The party stood for election for the first time at the 2015 general election, with two candidates in Nottinghamshire seats. Party leader Mike Buchanan stood in Ashfield against the Shadow Minister for Women and Equalities, Gloria De Piero. Buchanan came last with 153 votes out of 47,409 cast. Ray Barry stood in Broxtowe, against sitting Conservative MP Anna Soubry, and also came last with 63 votes out of 53,440 cast.

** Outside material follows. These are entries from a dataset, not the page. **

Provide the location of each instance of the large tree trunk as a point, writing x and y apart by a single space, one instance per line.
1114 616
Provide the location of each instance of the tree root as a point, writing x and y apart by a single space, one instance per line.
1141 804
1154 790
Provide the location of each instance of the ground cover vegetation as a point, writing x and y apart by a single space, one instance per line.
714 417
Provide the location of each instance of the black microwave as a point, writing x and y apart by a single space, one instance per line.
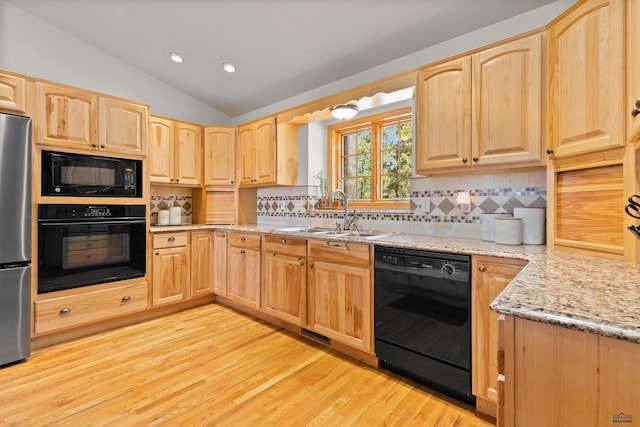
67 174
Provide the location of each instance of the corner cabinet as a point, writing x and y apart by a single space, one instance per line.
586 79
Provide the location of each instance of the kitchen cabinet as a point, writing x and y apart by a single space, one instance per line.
219 261
202 263
244 278
284 281
13 93
491 275
481 110
171 267
586 79
219 156
267 154
175 152
75 309
340 293
555 376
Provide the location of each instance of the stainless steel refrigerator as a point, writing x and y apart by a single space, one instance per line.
15 239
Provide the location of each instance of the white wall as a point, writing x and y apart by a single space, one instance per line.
31 46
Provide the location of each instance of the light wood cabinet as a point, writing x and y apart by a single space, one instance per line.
267 154
171 268
202 263
481 110
175 152
219 261
340 293
586 79
284 282
13 93
122 126
219 156
244 278
491 276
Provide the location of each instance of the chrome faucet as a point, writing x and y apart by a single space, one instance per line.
348 220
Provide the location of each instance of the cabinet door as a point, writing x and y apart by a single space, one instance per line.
285 287
171 273
507 103
444 116
340 303
586 79
246 154
219 156
265 143
13 93
188 157
219 261
201 263
161 134
491 276
123 126
65 117
244 276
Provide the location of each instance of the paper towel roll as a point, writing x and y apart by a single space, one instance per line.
508 231
488 225
533 224
175 216
163 217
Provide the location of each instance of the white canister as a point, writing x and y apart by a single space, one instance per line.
533 224
175 215
508 231
488 225
163 217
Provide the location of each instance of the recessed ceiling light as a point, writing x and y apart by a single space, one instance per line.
229 67
176 57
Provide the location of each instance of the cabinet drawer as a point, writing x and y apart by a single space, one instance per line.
74 310
285 245
340 252
170 240
244 240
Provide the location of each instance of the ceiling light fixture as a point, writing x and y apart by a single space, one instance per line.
344 111
176 57
229 67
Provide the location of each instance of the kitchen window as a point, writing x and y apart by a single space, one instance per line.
370 158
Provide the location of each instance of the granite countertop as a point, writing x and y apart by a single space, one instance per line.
588 293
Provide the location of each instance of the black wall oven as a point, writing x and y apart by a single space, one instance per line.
82 245
422 315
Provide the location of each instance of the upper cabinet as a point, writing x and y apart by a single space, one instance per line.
13 93
586 79
481 110
267 154
75 118
219 156
175 152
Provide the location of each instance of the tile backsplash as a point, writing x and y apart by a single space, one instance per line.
433 208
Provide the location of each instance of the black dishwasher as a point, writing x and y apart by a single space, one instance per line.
422 312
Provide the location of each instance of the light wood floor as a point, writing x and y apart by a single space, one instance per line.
212 366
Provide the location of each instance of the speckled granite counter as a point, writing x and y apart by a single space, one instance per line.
588 293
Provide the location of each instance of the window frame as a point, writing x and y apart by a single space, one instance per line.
375 123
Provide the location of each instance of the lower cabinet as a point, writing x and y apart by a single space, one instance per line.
490 276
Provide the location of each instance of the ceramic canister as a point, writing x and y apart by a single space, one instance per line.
508 231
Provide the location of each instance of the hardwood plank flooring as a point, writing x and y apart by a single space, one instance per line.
212 366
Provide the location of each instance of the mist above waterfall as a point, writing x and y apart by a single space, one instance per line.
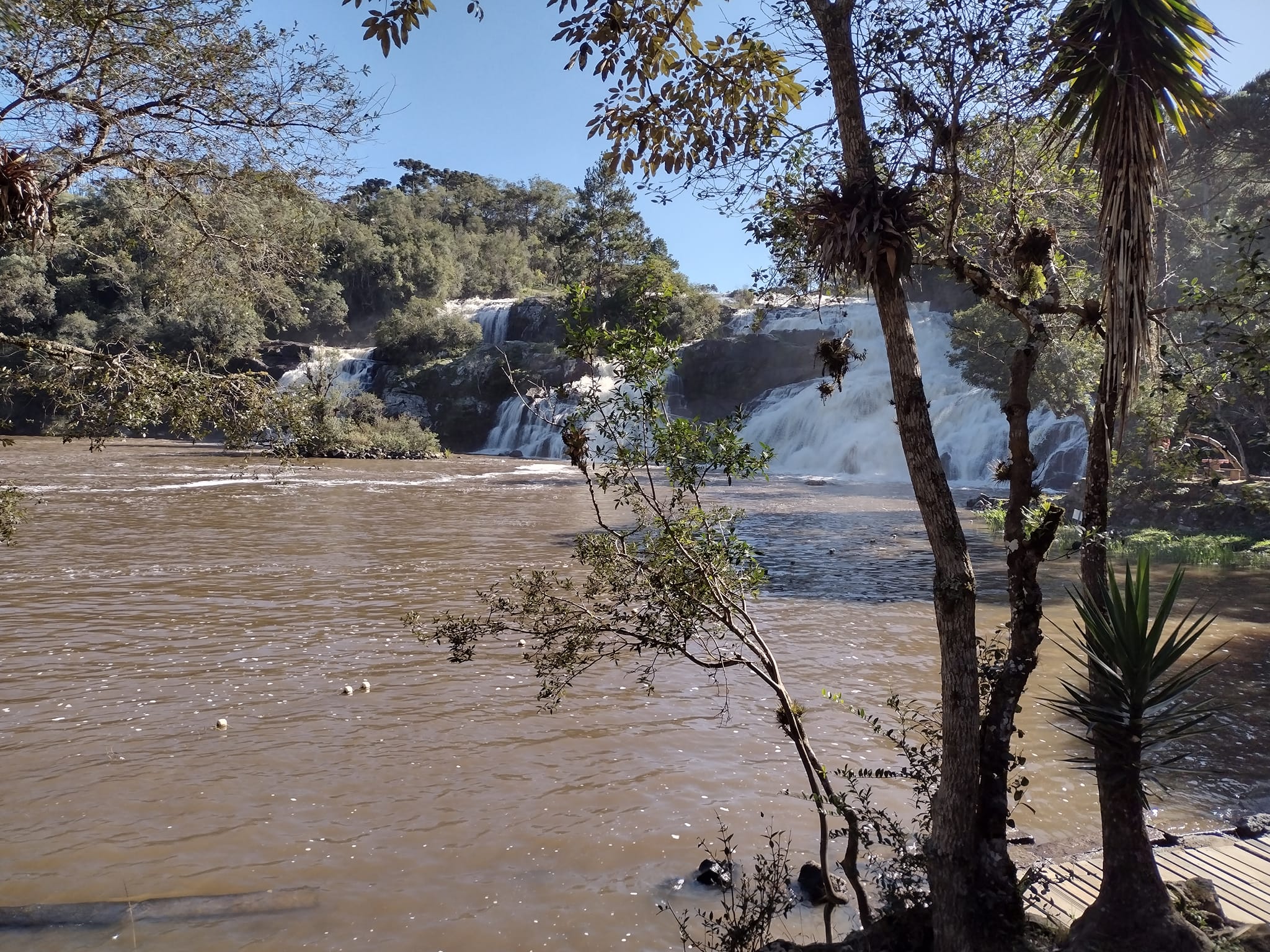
491 314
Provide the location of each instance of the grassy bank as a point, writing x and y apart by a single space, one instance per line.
1230 550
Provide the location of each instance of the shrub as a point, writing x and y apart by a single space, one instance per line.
419 333
362 408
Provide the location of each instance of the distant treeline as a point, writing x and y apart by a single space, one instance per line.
246 257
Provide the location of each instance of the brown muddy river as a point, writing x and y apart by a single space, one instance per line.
159 588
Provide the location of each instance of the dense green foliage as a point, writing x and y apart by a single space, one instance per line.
249 257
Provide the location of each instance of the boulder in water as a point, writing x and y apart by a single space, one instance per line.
812 883
1253 827
711 873
984 501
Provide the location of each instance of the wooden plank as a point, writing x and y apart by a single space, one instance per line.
168 908
1250 868
1240 870
1237 903
1258 847
1251 881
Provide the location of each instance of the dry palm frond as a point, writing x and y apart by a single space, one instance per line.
861 230
1123 69
25 206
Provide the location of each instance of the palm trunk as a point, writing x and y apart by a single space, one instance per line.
1133 909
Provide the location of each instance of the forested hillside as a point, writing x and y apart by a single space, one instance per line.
244 257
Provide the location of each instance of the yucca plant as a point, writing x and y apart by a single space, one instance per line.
1134 700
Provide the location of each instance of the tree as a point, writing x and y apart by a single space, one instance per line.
1132 702
1124 69
681 103
169 92
605 236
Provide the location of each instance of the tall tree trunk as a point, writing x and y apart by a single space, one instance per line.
997 892
951 848
1098 488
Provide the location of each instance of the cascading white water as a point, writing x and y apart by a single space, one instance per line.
530 428
533 427
491 314
349 369
854 433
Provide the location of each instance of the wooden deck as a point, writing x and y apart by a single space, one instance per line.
1240 870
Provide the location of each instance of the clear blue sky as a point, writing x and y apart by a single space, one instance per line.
493 98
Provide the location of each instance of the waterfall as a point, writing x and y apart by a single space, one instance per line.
349 369
527 428
531 427
491 314
854 433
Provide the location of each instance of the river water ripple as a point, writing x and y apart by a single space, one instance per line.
162 587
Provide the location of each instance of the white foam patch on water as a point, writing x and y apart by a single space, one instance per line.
290 479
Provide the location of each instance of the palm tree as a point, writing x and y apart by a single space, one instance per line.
1123 71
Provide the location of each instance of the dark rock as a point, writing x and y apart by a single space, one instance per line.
711 873
248 364
281 356
1253 827
461 397
982 501
1199 896
535 320
722 374
1255 938
399 403
812 884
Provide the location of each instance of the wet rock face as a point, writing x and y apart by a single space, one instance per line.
535 320
812 884
459 399
1253 827
277 357
721 375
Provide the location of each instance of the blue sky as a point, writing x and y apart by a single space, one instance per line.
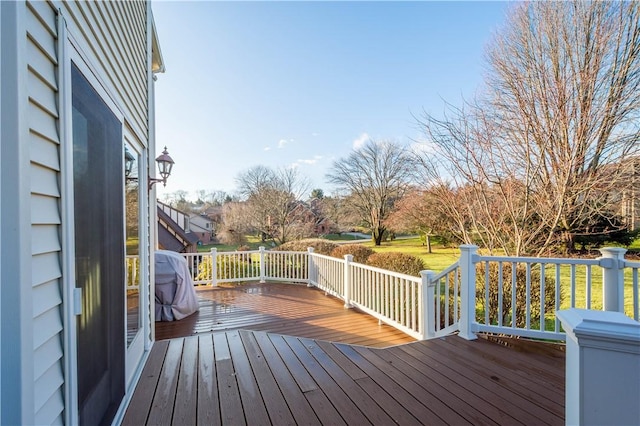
299 84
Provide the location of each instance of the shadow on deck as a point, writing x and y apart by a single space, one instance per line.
292 309
245 377
227 375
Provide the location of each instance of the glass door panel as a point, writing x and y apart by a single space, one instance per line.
132 242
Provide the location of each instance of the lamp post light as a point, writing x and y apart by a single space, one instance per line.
165 164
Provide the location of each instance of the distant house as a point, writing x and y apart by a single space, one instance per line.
174 230
77 96
629 195
202 226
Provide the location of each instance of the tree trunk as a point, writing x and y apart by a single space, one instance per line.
376 236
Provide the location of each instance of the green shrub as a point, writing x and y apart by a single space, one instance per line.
521 294
319 245
360 253
232 268
397 262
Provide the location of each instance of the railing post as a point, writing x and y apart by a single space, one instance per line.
468 258
602 367
428 296
214 267
262 265
311 270
348 258
612 263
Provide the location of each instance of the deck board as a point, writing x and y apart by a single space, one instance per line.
286 354
288 309
265 378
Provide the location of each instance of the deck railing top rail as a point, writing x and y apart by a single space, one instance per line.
498 294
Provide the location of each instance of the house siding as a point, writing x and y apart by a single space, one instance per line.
117 46
113 38
48 398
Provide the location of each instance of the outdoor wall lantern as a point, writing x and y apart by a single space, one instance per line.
165 164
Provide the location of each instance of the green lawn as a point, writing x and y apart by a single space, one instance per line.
340 237
442 257
439 259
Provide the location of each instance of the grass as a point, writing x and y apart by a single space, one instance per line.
340 237
439 259
442 257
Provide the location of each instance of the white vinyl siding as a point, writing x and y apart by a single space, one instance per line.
46 277
115 37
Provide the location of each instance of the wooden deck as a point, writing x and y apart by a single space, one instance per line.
292 309
258 378
230 372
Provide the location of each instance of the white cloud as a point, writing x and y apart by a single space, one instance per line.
309 161
360 141
423 146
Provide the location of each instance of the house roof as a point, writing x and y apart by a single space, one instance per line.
171 236
157 62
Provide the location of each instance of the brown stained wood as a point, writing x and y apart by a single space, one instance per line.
146 387
387 378
440 387
274 400
254 410
162 405
543 382
547 360
304 381
372 410
511 379
290 309
291 392
243 375
184 411
347 409
492 387
208 402
317 400
231 410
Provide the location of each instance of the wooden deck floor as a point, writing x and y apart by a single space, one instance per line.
257 378
291 309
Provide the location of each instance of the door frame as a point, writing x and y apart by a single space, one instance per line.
70 50
135 352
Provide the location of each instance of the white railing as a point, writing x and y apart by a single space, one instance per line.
524 293
327 273
443 312
132 272
393 298
522 298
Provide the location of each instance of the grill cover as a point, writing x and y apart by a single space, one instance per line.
175 296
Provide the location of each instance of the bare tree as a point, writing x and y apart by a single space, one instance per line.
417 212
374 176
234 225
545 148
272 197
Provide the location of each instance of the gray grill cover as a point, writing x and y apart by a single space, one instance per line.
175 296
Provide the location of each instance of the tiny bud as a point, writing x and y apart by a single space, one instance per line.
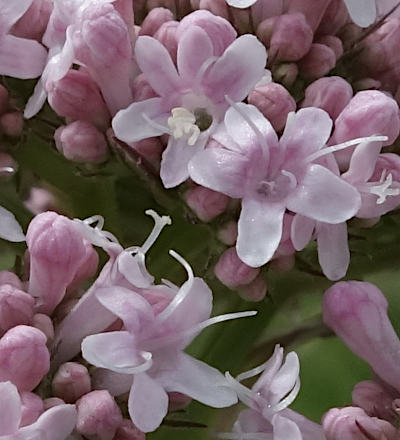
31 408
16 307
291 38
24 357
98 415
332 94
71 382
232 272
45 324
206 203
80 141
274 102
11 124
154 19
352 423
318 62
254 291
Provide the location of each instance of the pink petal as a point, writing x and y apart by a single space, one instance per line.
259 231
148 403
194 48
333 250
301 231
130 126
10 408
324 197
156 64
21 58
237 71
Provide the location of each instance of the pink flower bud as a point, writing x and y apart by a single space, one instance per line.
31 407
274 102
56 252
128 431
374 400
166 35
24 357
232 272
77 96
228 233
254 291
291 38
331 93
206 203
11 124
16 307
81 141
352 423
318 62
98 415
44 324
154 19
7 277
71 382
357 313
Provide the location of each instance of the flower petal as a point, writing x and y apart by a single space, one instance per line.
259 231
9 227
130 126
155 62
237 71
333 250
10 408
324 197
148 403
21 58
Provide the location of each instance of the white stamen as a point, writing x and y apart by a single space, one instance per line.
183 123
343 146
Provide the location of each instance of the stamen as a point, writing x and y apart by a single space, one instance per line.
343 146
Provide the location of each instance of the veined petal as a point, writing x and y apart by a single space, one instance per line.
259 231
10 408
237 71
333 250
362 12
148 403
198 380
132 123
155 62
9 227
325 197
21 58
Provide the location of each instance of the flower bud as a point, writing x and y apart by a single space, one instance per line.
318 62
44 324
11 124
71 382
274 102
16 307
357 313
80 141
56 252
154 19
291 38
206 203
31 408
232 272
374 400
98 415
77 96
24 357
331 93
352 423
254 291
128 431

If Labour had formed a government in 2015, Buchanan said its leading female politicians would have been given "free rein to roll out yet more radical feminist agendas, teaching schoolboys to be feminists, ie brainwashing them into becoming lifelong unquestioning slaves to women".

====Later activities====
The party co-hosted the 2016 International Conference on Men's Issues (ICMI16) in London, between 8 and 10 July 2016 in association with A Voice for Men. Conservative member of parliament Philip Davies, a member of the Justice Select Committee, spoke to the conference and asserted that the criminal justice system favours women's over men's rights. Davies was not paid for his appearance at the conference.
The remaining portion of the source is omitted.